Цей допис відображає мій особистий професійний досвід у сфері підготовки даних. Інструменти АІ було використано для забезпечення професійного перекладу та форматування цього допису.
– How do you turn over 4,800 records into an effective analysis tool?
– Recently, I completed a project that became an excellent practice in Data Quality and data automation.

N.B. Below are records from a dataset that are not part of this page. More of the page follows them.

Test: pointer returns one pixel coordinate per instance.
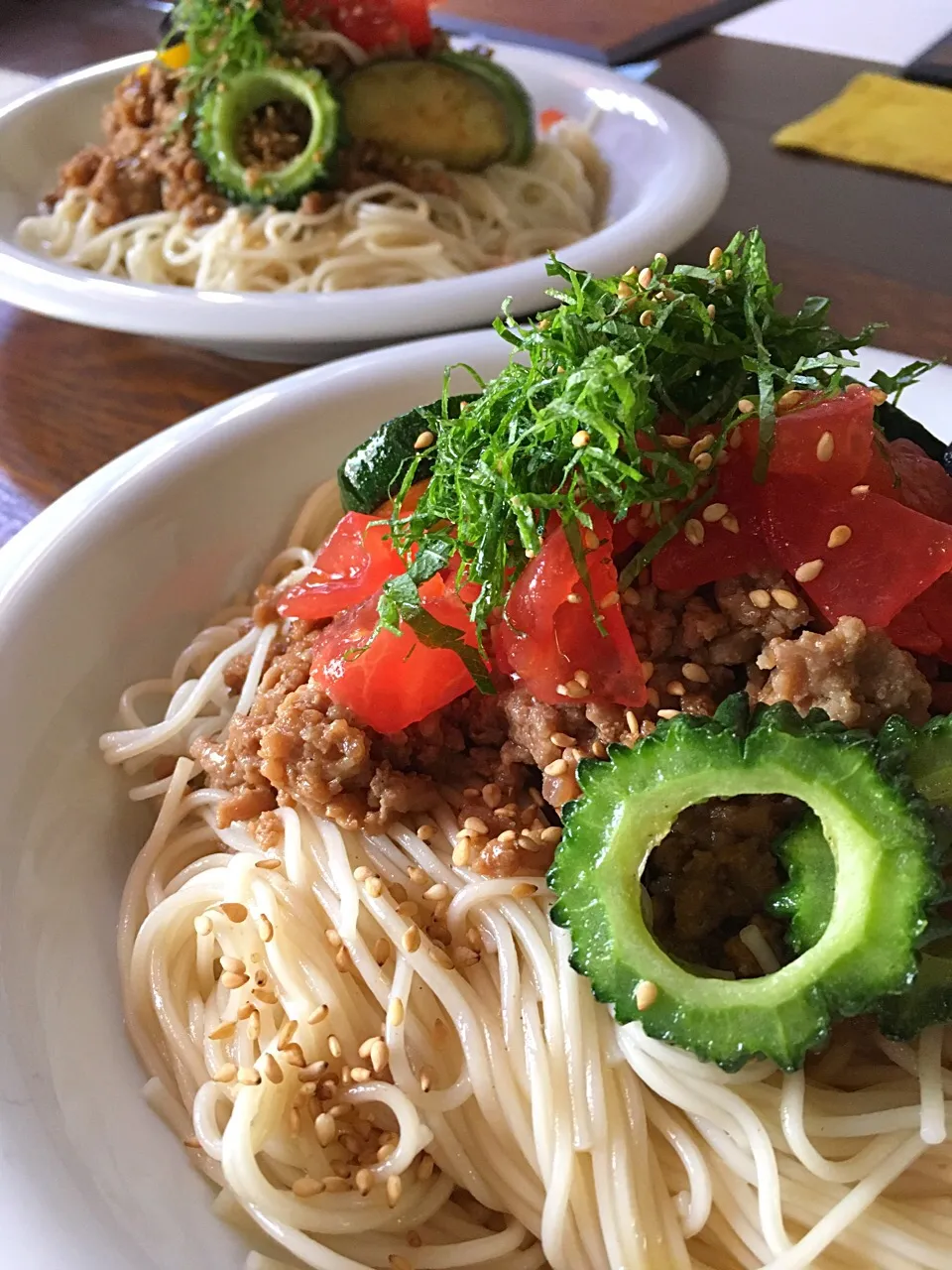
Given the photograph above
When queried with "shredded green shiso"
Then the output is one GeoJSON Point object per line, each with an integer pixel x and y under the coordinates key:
{"type": "Point", "coordinates": [558, 429]}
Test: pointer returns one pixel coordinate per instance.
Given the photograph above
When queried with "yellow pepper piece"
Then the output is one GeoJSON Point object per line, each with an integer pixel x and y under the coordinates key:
{"type": "Point", "coordinates": [173, 58]}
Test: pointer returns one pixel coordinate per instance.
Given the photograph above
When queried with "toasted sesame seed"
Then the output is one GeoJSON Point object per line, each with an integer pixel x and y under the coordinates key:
{"type": "Point", "coordinates": [394, 1191]}
{"type": "Point", "coordinates": [272, 1070]}
{"type": "Point", "coordinates": [645, 994]}
{"type": "Point", "coordinates": [462, 853]}
{"type": "Point", "coordinates": [363, 1182]}
{"type": "Point", "coordinates": [373, 885]}
{"type": "Point", "coordinates": [784, 598]}
{"type": "Point", "coordinates": [809, 571]}
{"type": "Point", "coordinates": [694, 532]}
{"type": "Point", "coordinates": [306, 1188]}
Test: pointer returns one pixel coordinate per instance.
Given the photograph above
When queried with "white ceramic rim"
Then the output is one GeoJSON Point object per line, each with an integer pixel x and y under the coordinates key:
{"type": "Point", "coordinates": [698, 176]}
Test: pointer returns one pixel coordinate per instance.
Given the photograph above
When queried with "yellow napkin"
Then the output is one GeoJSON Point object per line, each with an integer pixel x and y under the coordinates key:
{"type": "Point", "coordinates": [881, 122]}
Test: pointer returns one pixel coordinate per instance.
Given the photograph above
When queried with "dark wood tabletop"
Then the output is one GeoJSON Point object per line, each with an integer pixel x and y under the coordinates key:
{"type": "Point", "coordinates": [878, 244]}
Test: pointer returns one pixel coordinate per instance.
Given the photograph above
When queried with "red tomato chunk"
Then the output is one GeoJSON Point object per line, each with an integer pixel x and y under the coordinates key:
{"type": "Point", "coordinates": [353, 564]}
{"type": "Point", "coordinates": [390, 681]}
{"type": "Point", "coordinates": [552, 643]}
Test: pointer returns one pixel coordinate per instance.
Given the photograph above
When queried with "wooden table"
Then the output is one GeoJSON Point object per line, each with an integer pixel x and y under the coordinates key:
{"type": "Point", "coordinates": [878, 244]}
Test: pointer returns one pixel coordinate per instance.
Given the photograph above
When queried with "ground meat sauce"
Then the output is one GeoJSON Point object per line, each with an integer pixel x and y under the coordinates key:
{"type": "Point", "coordinates": [710, 878]}
{"type": "Point", "coordinates": [507, 763]}
{"type": "Point", "coordinates": [146, 163]}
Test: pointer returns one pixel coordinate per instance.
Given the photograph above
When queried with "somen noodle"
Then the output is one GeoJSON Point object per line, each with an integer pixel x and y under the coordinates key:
{"type": "Point", "coordinates": [385, 1060]}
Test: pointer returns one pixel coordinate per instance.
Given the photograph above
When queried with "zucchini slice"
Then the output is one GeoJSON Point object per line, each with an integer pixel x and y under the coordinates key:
{"type": "Point", "coordinates": [373, 471]}
{"type": "Point", "coordinates": [885, 879]}
{"type": "Point", "coordinates": [461, 109]}
{"type": "Point", "coordinates": [221, 116]}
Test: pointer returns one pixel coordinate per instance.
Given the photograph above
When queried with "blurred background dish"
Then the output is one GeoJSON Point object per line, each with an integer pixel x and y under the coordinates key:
{"type": "Point", "coordinates": [666, 175]}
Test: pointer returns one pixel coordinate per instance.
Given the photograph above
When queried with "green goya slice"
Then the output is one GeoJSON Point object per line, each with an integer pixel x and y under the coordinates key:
{"type": "Point", "coordinates": [461, 109]}
{"type": "Point", "coordinates": [924, 756]}
{"type": "Point", "coordinates": [373, 471]}
{"type": "Point", "coordinates": [885, 879]}
{"type": "Point", "coordinates": [217, 136]}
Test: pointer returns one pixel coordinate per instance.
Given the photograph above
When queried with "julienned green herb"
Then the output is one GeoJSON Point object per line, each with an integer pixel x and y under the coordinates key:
{"type": "Point", "coordinates": [574, 420]}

The Task: Digitize a library archive, including titles, authors, inventory numbers, and the presence of signed copies.
Challenges:
Physical Condition: Paper records with significant wear, faded numbers, and damaged text.
Language Diversity: The data included not only Ukrainian and Russian but also English, French, Polish, Czech, and other languages.
What I did:
1) Digitization: I used AI-powered text recognition tools, followed by extensive manual data verification in Excel.
2) Structuring: I broke down unstructured descriptions into separate attributes (author, title, genre, year, city, language, etc.) for deeper analysis.
3) DQ Processes: I performed data deduplication, identifying and cleaning repeats based on inventory numbers.
4) Analytical Add-ons: I used Excel formulas to segment the collection (distribution by language, time ranges, and counting signed copies—over 600 items).
5) Optimization: I created a multi-layered file architecture with separate tabs for data collection and a final consolidated dashboard.
The Result: I transformed a non-structured paper archive into a manageable database, ready for analysis and informed decision-making.
This project proved to me that a love for order and attention to detail are the cornerstones of a successful data analyst.
– How do you overcome challenges when working with “dirty” data?
Please note: The book titles and author names in the table are illustrative placeholders generated by AI. They are intended to demonstrate the structure and data quality processes applied to the actual dataset.
Будь ласка, зверніть увагу: назви книг та імена авторів у таблиці є ілюстративними заповнювачами, згенерованими штучним інтелектом. Вони призначені для демонстрації структури та процесів контролю якості даних, застосованих до реального масиву даних.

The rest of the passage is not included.